If you’re photographing it, move around it. The narrative clarity (the sense that something has just gone wrong) tends to come through more strongly from oblique angles rather than straight-on.
—
## Controversy and civic identity: it wasn’t universally loved
Linköping’s own historical write-up notes that Milles won the artistic competition for the work, but the proposal was much debated and unpopular in some circles. The depiction of Folke and his horse was considered grotesque by critics and “not good advertising” for a growing Linköping. Municipality
That pushback is part of what makes the site interesting today. You’re not just seeing “public art”; you’re seeing a moment when a city negotiated how it wanted to appear—confidently modern, or rooted in saga-laced heritage—and what kind of art it was willing to put at its center.
—
## How to visit (practical, no fluff)
### Time needed
– 10–25 minutes is realistic for a first visit: walk around the fountain, take photos, read any nearby plaques/signage if present.
### Cost and hours
– Being in a central square, it’s generally experienced as a free, outdoor attraction.

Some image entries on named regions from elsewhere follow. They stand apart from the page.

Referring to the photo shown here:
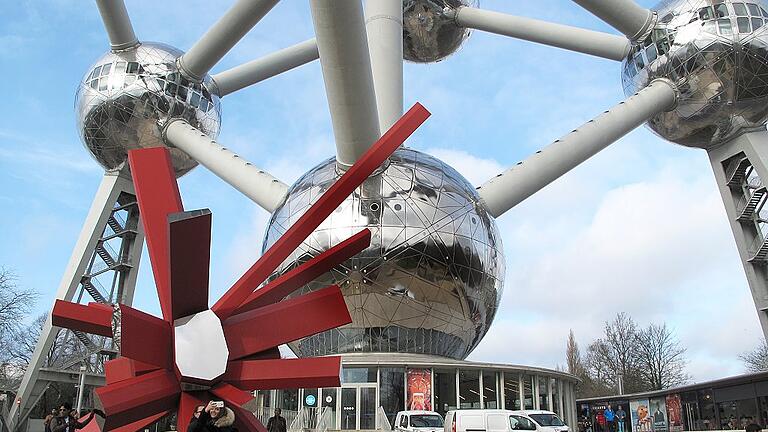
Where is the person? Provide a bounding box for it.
[603,404,616,432]
[267,408,287,432]
[43,408,59,432]
[616,405,627,432]
[50,402,104,432]
[187,401,237,432]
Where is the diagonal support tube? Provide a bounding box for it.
[178,0,279,81]
[310,0,380,167]
[448,7,630,61]
[211,38,320,96]
[163,119,288,213]
[573,0,654,41]
[96,0,139,51]
[365,0,403,134]
[477,79,677,217]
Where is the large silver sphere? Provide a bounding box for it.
[76,42,221,176]
[264,149,504,359]
[403,0,477,63]
[622,0,768,149]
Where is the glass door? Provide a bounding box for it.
[340,387,357,430]
[358,387,376,430]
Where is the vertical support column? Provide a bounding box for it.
[708,131,768,337]
[477,369,485,409]
[365,0,403,134]
[9,170,143,431]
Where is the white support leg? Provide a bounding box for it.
[708,130,768,338]
[211,38,320,97]
[365,0,403,134]
[9,172,143,431]
[450,7,630,61]
[573,0,654,41]
[163,119,288,213]
[96,0,139,51]
[477,80,677,217]
[310,0,381,167]
[179,0,279,81]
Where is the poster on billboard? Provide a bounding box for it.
[407,369,432,411]
[667,394,684,432]
[649,397,667,432]
[629,399,653,432]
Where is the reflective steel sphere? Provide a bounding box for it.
[622,0,768,149]
[403,0,477,63]
[264,149,504,359]
[75,42,221,176]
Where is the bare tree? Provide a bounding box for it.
[637,324,690,390]
[0,267,37,388]
[586,312,649,392]
[565,329,584,376]
[739,339,768,372]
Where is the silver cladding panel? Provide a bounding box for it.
[622,0,768,149]
[264,149,504,359]
[403,0,477,63]
[75,42,221,176]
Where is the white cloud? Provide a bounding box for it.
[464,156,760,380]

– One travel listing explicitly states open year-round, 24/7. Singapore
Outdated-data flag: third-party listings can change or be imprecise; treat “24/7” as “public-square access” rather than a staffed opening-hours guarantee. Singapore
### Accessibility notes (what we can say without guessing)
– The statue is on a public square/fountain setting, so surfaces may include stone and edges around water features.
– If mobility access is essential for your planning, verify current ground conditions on arrival (construction and winter maintenance can change paths).
—
## What to see nearby (context that actually improves the visit)
Because the statue is at Stora Torget, it pairs naturally with a walking loop through central Linköping—especially if you’re building a “small but specific” itinerary: public art → historic center → cafés → churches/cultural sites.
If you’re building internal navigation for RealJourneyTravels.com, two contextual internal links that fit organically here are:
– Linköping city guide: /sweden/linkoping/
– Sweden travel logistics (seasonality, transport, accessibility): /sweden/
(These are suggested internal-link targets; use whatever your existing slugs are.)
—
## Why this statue deserves a stop, even if you’re not an art person
Folke Filbyter works as a quick, high-signal read on Linköping:
– It’s central—physically and symbolically—embedded in the city’s main square.
– It’s by Carl Milles, a major name in Swedish monumental sculpture, and it’s tied to a specific narrative choice rather than generic hero-worship.
– It carries a documented history of debate, which often marks the public artworks that outlast trends. Municipality
If you want one “anchor” sight in central Linköping that explains something about local identity in under half an hour, this is a strong candidate.
—
## Sources and data-quality notes
– Verified details (artist, fountain context, inauguration date, narrative scene, local controversy) are backed by the cited sources.
– Your provided fields (rating 4.3, coordinates, address string) are treated as input data rather than independently validated facts.
– Potentially stale info: “Open 24/7” is presented as a third-party listing claim; public-square access is the reliable practical interpretation. Singapore
Table of Contents
Key Highlights
Folke Filbyter statue
Location
Places to Stay Near Folke Filbyter statue
Find and Book a Tour
Explore More Travel Guides
No reviews found! Be the first to review!
Traveler Reviews for Folke Filbyter statue
There are no reviews yet. Be the first one to write one.
Have you visited Folke Filbyter statue? Help other travelers by sharing your review.
Find Accommodations Nearby
Recommended Tours & Activities
Visitor Reviews
There are no reviews yet. Be the first one to write one.
Share Your Experience
Have you visited Folke Filbyter statue? Help other travelers by leaving a review.